W2&Q1: The reinforcing method seems to only work in math, instead of in any other domains. Whether the proposed method still outperform other steering methods?

• Performance in Other Domains: Applying RICE sometimes degraded performance in non-math dmains (e.g., Physics, Biology in Table 4). This was the result of a specific experimental choice to test generalization. In the original manuscript, we used hyperparameters (steering multiplier = 64) tuned only on the math domain (AIME) and applied them directly to all other domains.

  This setup was designed to test the raw generalization of the math-derived setting. However, different domains may require different intensities of cognitive steering. When we use a simple, domain-specific steering multiplier (selected from a small set of {16, 32, 64}), RICE delivers consistent and significant improvements across all domains.

DeepSeek-R1 with Domain-Tuned Multipliers

Qwen3-235B with Domain-Tuned Multipliers

Our hypothesis is that math problems demand more intensive reasoning, hence the higher optimal multiplier. We will clarify this in the paper to avoid misinterpretation.

• Comparison with Other Steering Methods: We ran a new comparison against a strong baseline, Contrastive Activation Addition (CAA), on AIME 24. RICE not only performs better but also avoids the negative side effects on general instruction-following in Arena that CAA exhibits.

Lower is better for Side Effects; RICE improves general capabilities.

W3: Whether reinforcing cognitive experts could help the model to reason more effectively is in doubt. The experiment in Section 3.2 mainly supports this claim. However, as shown in Table 5, all models using the reinforce trick generate more tokens compared with the vanilla model. This contradicts the claim.

This is a misunderstanding of the purpose of Table 5.

• The experiment in Table 5 (Arena-Hard) is NOT meant to measure reasoning efficiency. Its purpose is to check for negative side effects on general instruction-following capabilities.
• Arena-Hard includes tasks like creative writing, where longer, more detailed answers are often better. The slight increase in token count here is not a sign of inefficiency but reflects the nature of the tasks.
• Our efficiency claims are based on reasoning benchmarks like AIME, where RICE often reduces token count while improving accuracy (see table above).

Reference:

[1] Steering Llama 2 via Contrastive Activation Addition, ACL 2023.

Cognitive experts reflect the model’s reasoning ability, and their steering multipliers modulate the degree of reasoning enhancement. We hypothesize that the optimal multiplier varies across domains because each domain requires a different level of reasoning intensity.

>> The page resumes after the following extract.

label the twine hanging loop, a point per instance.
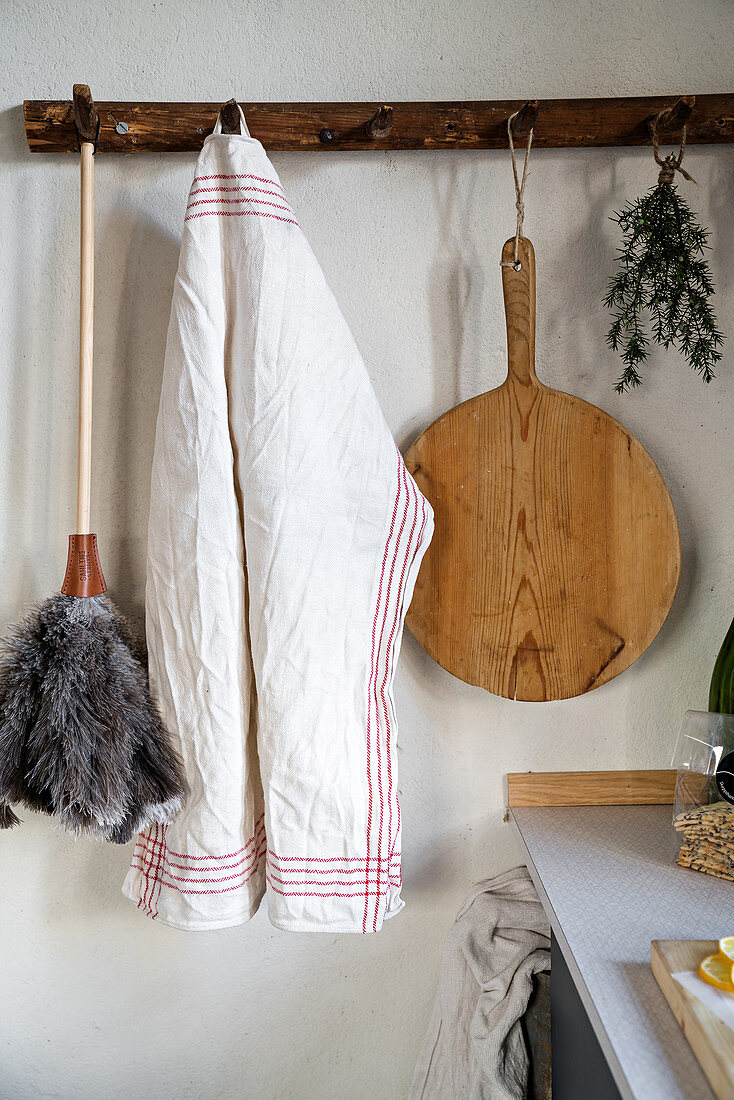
(671, 164)
(519, 188)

In this paper, we recommend setting the optimal multiplier for each domain: 64 for the math domain; 32 or 16 for the biology, physics, and chemistry domains. Dynamic adaptation of the multiplier based on the difficulty of each input is left for future work.

1. Solving biology problems generally requires moderate reasoning combined with factual recall. Some errors in this domain result from missing core factual knowledge in the base model (e.g., “What protein is encoded by gene X?”). Our RICE aims to enhance reasoning given existing facts, rather than to supply missing knowledge.

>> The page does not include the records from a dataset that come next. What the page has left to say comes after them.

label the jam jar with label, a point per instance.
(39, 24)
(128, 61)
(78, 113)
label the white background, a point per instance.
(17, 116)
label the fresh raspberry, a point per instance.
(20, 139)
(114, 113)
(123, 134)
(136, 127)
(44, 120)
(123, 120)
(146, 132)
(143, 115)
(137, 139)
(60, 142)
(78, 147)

2. In contrast, solving challenging math problems generally demands stronger reasoning ability than biology questions. As a result, the optimal steering multiplier in the mathematics domain tends to be higher than that in the biology domain.

Experimental results consistent with this claim can be found in the first two tables of our previous response. The optimal steering multiplier for the math domain is 64, while for other domains it is lower than 64.

3. Additionally, we find that in the same domain, using a moderate multiplier leads to better performance. For example, in the math domain, both overly large and overly small multipliers fail to achieve optimal results. The impact of the steer multiplier on performance is detailed in Table 2 of our paper.

We have further elaborated on the above analyses and results in the revised manuscript.

We sincerely appreciate your valuable suggestions and thoughtful feedback. Should you have any further questions or require additional clarification, please do not hesitate to contact us.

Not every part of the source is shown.